Crew Commander Daily Report
Crew Commander: Lycourgos Manolopoulos
Today I was a chef, err, an assistant chef to the main Cassandra supervising my every move to make sure that I did not burn the water for food today. It was a challenge. The breakfast turned out fine and so did the lunch, however, this wouldn’t have been possible without her help. Tonight I came up with the idea for a stir fried meal. We’ll be sure to keep the fire extinguisher on hand.

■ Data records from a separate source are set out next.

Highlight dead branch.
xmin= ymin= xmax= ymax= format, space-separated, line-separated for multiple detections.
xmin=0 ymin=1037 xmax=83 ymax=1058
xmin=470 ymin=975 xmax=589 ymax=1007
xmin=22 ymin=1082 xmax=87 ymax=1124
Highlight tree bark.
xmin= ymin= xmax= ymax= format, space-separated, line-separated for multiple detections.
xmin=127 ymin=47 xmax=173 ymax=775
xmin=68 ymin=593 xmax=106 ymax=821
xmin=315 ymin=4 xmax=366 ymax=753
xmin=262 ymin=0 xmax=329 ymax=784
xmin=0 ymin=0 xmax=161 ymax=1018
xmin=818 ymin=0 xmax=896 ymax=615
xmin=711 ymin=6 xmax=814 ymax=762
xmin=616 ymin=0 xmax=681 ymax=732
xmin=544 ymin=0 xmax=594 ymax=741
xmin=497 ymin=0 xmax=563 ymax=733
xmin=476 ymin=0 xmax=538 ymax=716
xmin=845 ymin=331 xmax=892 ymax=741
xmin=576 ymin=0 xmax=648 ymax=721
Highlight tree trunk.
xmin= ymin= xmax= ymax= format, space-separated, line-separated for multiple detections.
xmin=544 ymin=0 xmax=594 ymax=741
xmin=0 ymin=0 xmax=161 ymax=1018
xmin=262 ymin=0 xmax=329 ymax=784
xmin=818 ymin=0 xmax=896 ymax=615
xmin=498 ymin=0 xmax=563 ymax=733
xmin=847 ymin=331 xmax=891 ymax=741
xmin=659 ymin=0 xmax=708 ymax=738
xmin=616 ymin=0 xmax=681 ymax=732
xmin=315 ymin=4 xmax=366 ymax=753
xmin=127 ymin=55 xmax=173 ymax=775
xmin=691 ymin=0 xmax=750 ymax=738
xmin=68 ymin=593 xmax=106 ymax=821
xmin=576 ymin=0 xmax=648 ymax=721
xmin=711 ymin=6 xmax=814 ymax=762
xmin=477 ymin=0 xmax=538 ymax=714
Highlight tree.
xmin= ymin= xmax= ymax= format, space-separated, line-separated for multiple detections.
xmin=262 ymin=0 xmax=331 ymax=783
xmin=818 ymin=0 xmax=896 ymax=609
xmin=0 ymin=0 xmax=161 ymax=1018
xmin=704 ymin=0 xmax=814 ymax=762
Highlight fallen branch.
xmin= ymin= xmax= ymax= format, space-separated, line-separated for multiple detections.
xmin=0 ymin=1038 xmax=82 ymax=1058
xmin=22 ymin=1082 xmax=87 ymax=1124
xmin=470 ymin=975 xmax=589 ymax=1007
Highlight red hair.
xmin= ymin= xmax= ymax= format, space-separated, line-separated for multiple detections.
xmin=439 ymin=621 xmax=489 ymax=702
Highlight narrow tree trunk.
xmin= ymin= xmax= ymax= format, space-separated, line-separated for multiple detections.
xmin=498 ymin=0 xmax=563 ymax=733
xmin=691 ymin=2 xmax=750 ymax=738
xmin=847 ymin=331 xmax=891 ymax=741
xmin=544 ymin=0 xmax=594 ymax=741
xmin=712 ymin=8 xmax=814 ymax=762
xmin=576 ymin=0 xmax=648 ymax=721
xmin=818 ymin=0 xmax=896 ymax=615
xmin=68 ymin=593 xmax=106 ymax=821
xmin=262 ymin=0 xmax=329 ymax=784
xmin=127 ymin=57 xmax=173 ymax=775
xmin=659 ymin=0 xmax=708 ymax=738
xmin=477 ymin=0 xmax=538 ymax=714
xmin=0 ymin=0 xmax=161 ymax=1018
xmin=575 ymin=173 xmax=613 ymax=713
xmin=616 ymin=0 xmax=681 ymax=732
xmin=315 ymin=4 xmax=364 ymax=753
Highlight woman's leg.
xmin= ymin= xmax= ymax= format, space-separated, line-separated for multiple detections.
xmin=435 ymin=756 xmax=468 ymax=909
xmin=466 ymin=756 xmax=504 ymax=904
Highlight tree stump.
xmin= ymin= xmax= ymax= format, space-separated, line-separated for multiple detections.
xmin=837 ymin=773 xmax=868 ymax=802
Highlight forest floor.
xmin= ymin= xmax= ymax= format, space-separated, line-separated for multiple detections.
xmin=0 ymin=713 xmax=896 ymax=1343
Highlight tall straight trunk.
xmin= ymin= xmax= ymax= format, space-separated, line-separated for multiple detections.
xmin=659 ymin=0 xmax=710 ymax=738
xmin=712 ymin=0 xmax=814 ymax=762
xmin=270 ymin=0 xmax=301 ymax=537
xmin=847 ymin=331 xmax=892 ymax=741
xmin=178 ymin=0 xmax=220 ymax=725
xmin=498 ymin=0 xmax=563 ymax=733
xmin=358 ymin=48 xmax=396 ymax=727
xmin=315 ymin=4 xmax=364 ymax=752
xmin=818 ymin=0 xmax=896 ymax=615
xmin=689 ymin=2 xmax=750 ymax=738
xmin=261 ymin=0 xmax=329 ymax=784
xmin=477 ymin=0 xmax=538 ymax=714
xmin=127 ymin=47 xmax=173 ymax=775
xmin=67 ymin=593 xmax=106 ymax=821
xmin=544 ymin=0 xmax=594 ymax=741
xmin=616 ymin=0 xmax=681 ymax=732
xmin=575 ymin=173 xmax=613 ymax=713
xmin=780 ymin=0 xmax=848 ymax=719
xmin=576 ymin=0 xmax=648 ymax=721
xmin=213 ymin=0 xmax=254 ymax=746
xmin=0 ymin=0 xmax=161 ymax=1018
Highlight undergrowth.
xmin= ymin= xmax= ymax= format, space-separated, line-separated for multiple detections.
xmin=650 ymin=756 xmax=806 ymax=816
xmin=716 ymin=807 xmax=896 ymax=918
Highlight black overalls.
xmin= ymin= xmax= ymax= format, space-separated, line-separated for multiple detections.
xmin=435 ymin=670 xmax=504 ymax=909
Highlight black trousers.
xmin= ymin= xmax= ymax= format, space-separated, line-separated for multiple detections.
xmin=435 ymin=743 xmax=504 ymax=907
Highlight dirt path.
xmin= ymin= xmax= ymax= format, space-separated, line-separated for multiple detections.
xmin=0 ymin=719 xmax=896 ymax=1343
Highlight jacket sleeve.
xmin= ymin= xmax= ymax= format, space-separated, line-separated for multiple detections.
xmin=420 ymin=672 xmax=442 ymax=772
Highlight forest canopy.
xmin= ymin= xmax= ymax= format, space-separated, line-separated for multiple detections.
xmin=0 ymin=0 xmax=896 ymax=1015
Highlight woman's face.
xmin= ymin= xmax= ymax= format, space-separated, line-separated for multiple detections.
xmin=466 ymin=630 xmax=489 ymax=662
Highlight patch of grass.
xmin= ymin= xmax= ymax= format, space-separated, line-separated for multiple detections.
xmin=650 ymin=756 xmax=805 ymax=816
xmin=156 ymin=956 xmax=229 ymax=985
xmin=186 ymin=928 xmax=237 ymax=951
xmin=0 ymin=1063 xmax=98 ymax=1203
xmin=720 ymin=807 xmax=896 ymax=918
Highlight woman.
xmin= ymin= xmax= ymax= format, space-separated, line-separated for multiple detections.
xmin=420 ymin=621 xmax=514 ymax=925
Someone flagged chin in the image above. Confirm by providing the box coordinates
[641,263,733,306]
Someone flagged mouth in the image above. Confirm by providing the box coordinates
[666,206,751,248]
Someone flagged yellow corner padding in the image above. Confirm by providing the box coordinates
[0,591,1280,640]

We had approval for a simulated injury/search and rescue EVA that truly tested everyone’s team working skills and challenged their perseverance in every way imaginable. What was thought to be at most an hour long search and rescue simulation with GPS assistance as well as updates from HabCom with topographical guidance, resulted in a real life emergency. The first issue was with the two GPS modules. When we tested them before, the coordinates did not match precisely, but they did well in providing an accurate “guestimate” of locations that would be near enough for visual contact. This was not the case one bit. The coordinates were completely skewed, for reasoning I could only believe to be caused by the prolonged use of the devices over many years. This caused the search and rescue crew to completely navigate off course while HabCom tried to cross reference both pairs’ coordinates. Needless to say, the team quickly adapted to the circumstances and worked together by guiding each other through landmarks that we all had to improvise on.
Ashley began to guide the search and rescue team from a hilltop after she “stabilized” Marc’s “injury. Much time was lost due to the misleading directions of the GPS devices. Bearing in mind that the EVA team was running short on time before their life support systems would fail after the two our time limit, I was growing concerned that the members would not make it in time to the airlock before finding the “injured” member. Then the beautiful words “I have a visual on Marc!” echoed through the walkie talkies, with 25 minutes remaining of life support. Hiroki, who was in the search and rescue team, assisted Marc down the mountain since Marc had a “broken leg” from climbing; this took the two about 10 minutes to reach the bottom. Ashley began to climb down and started to head towards one of the ATVs to have it started and ready for Marc to drive since he didn’t need his leg. With 15 minutes remaining, which already was cutting it too close, we felt accomplished in the fact that we were able to successfully rescue a member and have everyone return safely. Well, that’s what we thought. When the EVA crew reached the ATVs, one would not start. After further inspection this was due to a simple error of switching the gas off, however, during the heat of the moment the crew was not able to identify this problem and wasted a good amount of time trying to start it. The first crew jogged on foot and made it to the hab with 7 minutes to spare. The second crew with the two ATVs placed the non-starting ATV in neutral and properly towed the ATV by securing the chain on both ATV frames. One member drove the functional ATV while the other was riding the towed ATV. This crew made it back by a hairline. We were able to have the last pair return with three minutes to spare, just enough time for the recompression. No damage occurred to the ATVs and all members were safe and unharmed.
What was meant to be a simulation of an emergency turned out to be an emergency. This, to me, was the most realistic simulation imaginable for an EVA mission - purely due to the fact that almost nothing went according to plan. Each member reacted promptly and worked efficiently together to make it back safely to the hab. One thing is for sure, the GPS modules are remaining in the lab drawer. Also, no man left behind.